The problem is with your indentation. The definition of show needs to be indented relative to the instance show a => Show (Matrix a). As it is, it appears that you are trying to define a new function called show, unrelated to the Show class, which you can't do.
#dfeuer, whose name I continue to have trouble spelling, has given you the direct answer - Haskell is sensitive to layout - but I'm going to try to help you with the underlying question that you've alluded to in the comments, without giving you the full answer.
You mentioned that you were confused about how matrices are represented. Read the source, Luke:
newtype Matrix a = Mat ((Int,Int), (Int,Int) -> a)
This newtype declaration tells you that a Matrix is formed from a pair ((Int,Int), (Int,Int) -> a). If you split up the tuple, that's an (Int, Int) pair and a function of type (Int, Int) -> a (a function with two integer arguments which returns something of arbitrary type a). This suggests to me that the first part of the tuple represents the size of the matrix, and the second part is a function mapping coordinates onto elements. This hypothesis seems to be confirmed by some of the example code your professor has given you - have a look at at or mtranspose, for example.
So, the question is - given the width and height of the matrix, and a function which will give you the element at a given coordinate, how do we give a string showing the items in the matrix?
The first thing we need to do is enumerate all the possible coordinates for the given width and height of the matrix. Haskell provides some useful syntactic constructs for this sort of operation - we can write [x .. y] to enumerate all the values between x and y, and use a list comprehension to unpack those enumerations in a nested loop.
coords :: (Int, Int) -- (width, height)
-> [(Int, Int)] -- (x, y) pairs
coords (w, h) = [(x, y) | x <- [0 .. w], y <- [0 .. h]]
For example:
ghci> coords (2, 4)
[(0,0),(0,1),(0,2),(0,3),(0,4),(1,0),(1,1),(1,2),(1,3),(1,4),(2,0),(2,1),(2,2),(2,3),(2,4)]
Now that we've worked out how to list all the possible coordinates in a matrix, how do we turn coordinates into elements of type a? Well, the Mat constructor contains a function (Int, Int) -> a which gives you the element associated with a single coordinate. We need to apply that function to each of the coordinates in the list which we just enumerated. This is what map does.
elems :: Matrix a -> [a]
elems (Mat (size, f)) = map f $ coords size
So, there's the code to enumerate the elements of a matrix.
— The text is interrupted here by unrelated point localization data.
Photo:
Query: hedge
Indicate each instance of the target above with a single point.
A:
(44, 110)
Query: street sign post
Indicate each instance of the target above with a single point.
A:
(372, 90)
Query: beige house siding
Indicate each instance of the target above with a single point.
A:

Can you figure out how to modify this code so that a) it shows the elements as a string and b) it shows them in a row-by-row fashion? You'll probably need to adjust both of these functions.
I suppose the broader point I'd like to make is that even though it feels like your professor has thrown you into the deep end, it's always possible to do a little detective work and figure out for yourself what something means. Many - most? - of the people answering questions on this site are self-taught programmers, myself included. We persevered!
After all, it's just code. If a computer's going to understand it then it must be written down on the page, and that means that you can understand it, too.